I’m becoming convinced that there is a scourge in the Microsoft development ecosystem, and it’s called the 10 minute demo.  Here’s the problem:  No matter what the tool is, you have to make a demo that, in 5-10 minutes, purely using point & click design tools, shows off the power of the tool and technology.

are you pondering what I'm pondering?Now, the problem isn’t that you have to get your message across in 5 or 10 minutes; I’ve found that the harder I work at getting the message down the better the message gets.  Instead, I wonder how many product managers have had to sit back and say “fine fine, but enough about what customers are telling us it really has to do:  how am I going to make a point and click demo that will go from user interface to database through any number of tiers and makes it all look easy?”  The problems that we really want vendors to tackle are hard:  If they were easy, we wouldn’t be looking for solutions.

Take Entity Framework.  This is a very complicated set of technology that’s oriented at a very complicated problem.  If you have the problem they’re solving, it can be a huge time and cost saver.  Developing a technology like this is extraordinarily expensive, and you’ll be married to it for a long time so it’s good to have a major vendor stand behind it.  I’ve been in environments where this would have cut major projects in half and eliminated piles of risk.   I can imagine the challenge the Product Manager for Entity Framework had when we had to make a few short demos that show off how great this technology is.

This is a high-concept technology for integrating disparate data sources into a common model.  Any demo you can do purely visually in 5 minutes of the product is going to be contrived at best.  Most of the demos I’ve seen have been how you can take Entity Framework and point it at your schema and then get your client to bind to it.  You know, the same thing you could do with ADO.NET, LINQ to SQL, and any number of other technologies…  And shouldn’t do.  It does a disservice to the tool because:

  1. You end up walking away with an underwhelming impression of what the technology is uniquely enabling; something that you couldn’t easily do before.
  2. The demo shows an approach that really doesn’t scale to real-world problems.
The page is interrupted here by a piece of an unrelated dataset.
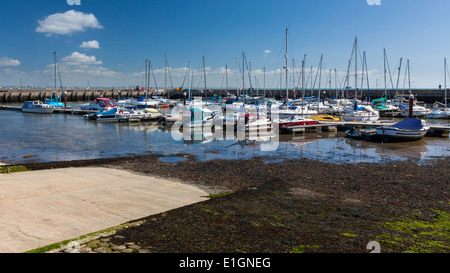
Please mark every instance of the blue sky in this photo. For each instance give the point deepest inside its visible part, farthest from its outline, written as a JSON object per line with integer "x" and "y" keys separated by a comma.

The last one is the real problem.  Folks who are approaching using your technology to solve real world problems take the methods you use in your demo very seriously.  They’ll pick it apart and use it as a trump card in design conversations:  ”but here’s how they did it in the demo, just strait from that little part of the UI back to the database.  So we make our huge application by just doing that over and over.  It’s how they did it!”.  I think of all those early demos of .NET that showed people dragging a few tables onto a designer, then dragging that onto a UI, click click click and *poof*, there’s the list of customers!   But seriously, would you really build anything of scale that way?  Unlikely - maintenance challenges, performance, production considerations (like common error management and security) all argue against it.

As an experienced team of developers, even we get caught by this some times - we look at the buzz and a demo around a visual design tool like LINQ to SQL and then charge out to try it on a skunkworks project.  Within a short period of time we’re in trouble with it - everything started well but now we can’t update the model, or we keep losing our changes, or we can’t get it to handle the full application lifecycle.  We’ll talk back and forth trying to decide if:

  1. We just don’t get it. We’re just too old and set in our ways, and can’t see the great brilliance of the new vision.
  2. The demo approach is demoware. A feature you’d only use in a demo.

In the end, we nearly always prove it’s the second.  We pick it apart, talk with other (non Microsoft evangelists) folks and come to the consensus that yes indeed the natural laws of computing haven’t been set aside by this new strategy or tool.

So please, I’m begging you - if you work for Microsoft or in the Microsoft ecosystem, put an end to demoware.  Your product may not make a 5 minute end to end sample - so show us how it fits conceptually.  I’ll get more out of your 10 minute video on Scrum that’s funny and conceptual than I will on a contrived sample that just shows that your product can solve a problem too simple to justify its use.

A final note:  I’m not really singling out Entity Framework as having bad demo videos.  There’s a lot that I disagree with about how EF was rolled out (A service pack?  Really?  How about .NET 3.9…).  They actually did create a set of conceptual videos, but the high traffic stuff in MSDN has a definite feeling of demoware.